Plans to top up child benefit by £240 a year would help more than 90,000 families across the north and north-east of Scotland, according to new analysis by Scottish Labour.
The party hopes to secure support for its proposal, but will otherwise seek to amend the SNP’s Child Poverty Bill.
It suggested Holyrood’s new social security powers could be used to boost child benefit.
This would lift around 30,000 children in Scotland out of poverty by 2020, with a total of 19,900 families in Aberdeen better off.
Across the Highlands and north-east as a whole, some 93,895 households would benefit, according to the analysis.
North East MSP Lewis Macdonald said the planned £240 increase would be reached gradually by the turn of the decade.
Under the proposal, it would rise by £13 a month in 2018, increasing to £20 a month more in 2020.
Mr Macdonald said: “The SNP’s Child Poverty Bill – now in the Scottish Parliament – should include Labour’s plan to top up child benefit for more than 93,000 families in the north and north-east of Scotland.
“If the nationalists won’t do it, we will seek to amend the law ourselves.
“Labour’s plan would mean starting to reverse the fall in the value of child benefit that families have seen over the past five years.

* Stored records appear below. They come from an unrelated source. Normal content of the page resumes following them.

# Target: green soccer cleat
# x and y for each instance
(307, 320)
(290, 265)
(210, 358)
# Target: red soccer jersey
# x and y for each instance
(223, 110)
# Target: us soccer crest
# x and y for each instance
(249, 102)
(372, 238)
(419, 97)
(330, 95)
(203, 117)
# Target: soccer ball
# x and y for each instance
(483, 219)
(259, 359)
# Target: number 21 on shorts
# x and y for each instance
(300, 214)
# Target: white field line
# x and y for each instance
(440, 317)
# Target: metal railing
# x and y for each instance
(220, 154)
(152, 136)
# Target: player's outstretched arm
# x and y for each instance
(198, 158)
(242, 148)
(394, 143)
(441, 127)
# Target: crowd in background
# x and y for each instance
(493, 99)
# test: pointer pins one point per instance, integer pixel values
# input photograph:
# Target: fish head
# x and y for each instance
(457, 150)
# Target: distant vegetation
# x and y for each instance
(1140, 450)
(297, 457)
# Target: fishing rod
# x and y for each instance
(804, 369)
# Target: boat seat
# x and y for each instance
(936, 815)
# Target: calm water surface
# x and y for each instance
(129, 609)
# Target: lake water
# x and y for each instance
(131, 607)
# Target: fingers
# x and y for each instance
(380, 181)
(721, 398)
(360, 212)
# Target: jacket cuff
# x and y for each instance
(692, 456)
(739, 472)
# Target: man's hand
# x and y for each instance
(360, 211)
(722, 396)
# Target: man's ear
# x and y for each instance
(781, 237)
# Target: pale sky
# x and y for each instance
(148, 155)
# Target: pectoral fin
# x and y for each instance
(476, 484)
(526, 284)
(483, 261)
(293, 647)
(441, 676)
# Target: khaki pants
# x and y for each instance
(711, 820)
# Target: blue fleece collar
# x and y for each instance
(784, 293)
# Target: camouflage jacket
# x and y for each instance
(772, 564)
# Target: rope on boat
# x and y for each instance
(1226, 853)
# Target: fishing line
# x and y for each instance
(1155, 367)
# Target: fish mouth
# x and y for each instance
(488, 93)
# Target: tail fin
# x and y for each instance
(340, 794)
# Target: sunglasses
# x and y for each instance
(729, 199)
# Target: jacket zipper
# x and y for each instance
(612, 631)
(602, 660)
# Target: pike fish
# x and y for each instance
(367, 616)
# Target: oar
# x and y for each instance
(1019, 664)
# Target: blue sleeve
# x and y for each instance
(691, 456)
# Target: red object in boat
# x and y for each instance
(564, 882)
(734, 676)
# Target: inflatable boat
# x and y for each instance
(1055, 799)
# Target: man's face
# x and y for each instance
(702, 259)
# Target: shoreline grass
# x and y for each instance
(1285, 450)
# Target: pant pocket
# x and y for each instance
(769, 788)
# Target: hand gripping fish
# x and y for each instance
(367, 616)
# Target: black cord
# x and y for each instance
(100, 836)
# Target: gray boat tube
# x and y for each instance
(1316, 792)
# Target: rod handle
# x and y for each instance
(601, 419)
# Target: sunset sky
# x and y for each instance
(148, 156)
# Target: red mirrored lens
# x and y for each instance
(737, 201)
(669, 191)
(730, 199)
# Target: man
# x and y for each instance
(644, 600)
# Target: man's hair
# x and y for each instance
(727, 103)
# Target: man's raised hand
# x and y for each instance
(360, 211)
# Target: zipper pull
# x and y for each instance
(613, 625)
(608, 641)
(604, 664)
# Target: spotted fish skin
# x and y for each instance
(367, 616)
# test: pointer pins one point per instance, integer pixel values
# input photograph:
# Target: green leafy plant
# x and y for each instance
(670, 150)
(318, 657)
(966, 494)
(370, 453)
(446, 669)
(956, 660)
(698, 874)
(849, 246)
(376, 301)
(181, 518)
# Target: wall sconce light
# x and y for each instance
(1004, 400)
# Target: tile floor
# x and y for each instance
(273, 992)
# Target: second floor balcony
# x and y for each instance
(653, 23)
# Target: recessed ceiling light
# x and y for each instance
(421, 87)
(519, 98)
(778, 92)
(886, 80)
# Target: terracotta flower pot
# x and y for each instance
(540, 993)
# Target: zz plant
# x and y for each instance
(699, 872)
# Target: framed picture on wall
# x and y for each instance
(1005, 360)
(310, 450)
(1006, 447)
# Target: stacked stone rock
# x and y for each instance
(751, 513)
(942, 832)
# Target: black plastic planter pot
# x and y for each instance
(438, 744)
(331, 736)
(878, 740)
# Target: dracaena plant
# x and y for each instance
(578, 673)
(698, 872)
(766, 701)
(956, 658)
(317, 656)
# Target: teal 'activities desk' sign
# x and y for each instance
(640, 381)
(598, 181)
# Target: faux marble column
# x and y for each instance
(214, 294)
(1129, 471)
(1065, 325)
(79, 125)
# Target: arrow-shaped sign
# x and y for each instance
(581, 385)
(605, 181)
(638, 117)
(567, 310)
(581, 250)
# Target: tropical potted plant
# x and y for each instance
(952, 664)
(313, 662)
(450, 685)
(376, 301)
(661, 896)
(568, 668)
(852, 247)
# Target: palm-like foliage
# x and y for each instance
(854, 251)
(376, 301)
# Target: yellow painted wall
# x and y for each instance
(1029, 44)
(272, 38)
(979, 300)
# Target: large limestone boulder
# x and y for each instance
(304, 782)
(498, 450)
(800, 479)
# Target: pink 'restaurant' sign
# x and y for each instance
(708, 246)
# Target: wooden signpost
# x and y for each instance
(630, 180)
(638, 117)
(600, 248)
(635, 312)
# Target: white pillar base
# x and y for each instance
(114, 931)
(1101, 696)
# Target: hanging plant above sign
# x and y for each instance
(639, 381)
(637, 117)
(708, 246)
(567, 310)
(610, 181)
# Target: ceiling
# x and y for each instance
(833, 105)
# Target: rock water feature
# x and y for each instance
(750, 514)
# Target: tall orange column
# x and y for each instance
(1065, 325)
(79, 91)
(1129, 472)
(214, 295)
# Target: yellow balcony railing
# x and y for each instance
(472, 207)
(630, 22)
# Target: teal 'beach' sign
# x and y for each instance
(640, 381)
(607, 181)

“And it would send a strong message, that Scotland will not allow hard-working families in the north and north-east to bear the brunt of the Tories’ hard Brexit.”
A spokesman for Angela Constance, cabinet secretary for communities, social security and equalities, argued the Scottish Government was taking “clear action” in the face of “brutal Tory austerity” by protecting people’s incomes.
She added: “These Labour plans are being used as cover for the fact they would pay for it by taking hundreds of pounds from families on low incomes through their hike in the basic rate of income tax.
“Labour need to start being honest with people about their two-faced plans which – far from leaving families better off – would in most cases leave them seriously out of pocket.”
A spokesman for the Scottish Conservatives said Labour’s “desperate bid to link Brexit to child benefit” was “nothing short of incredible”.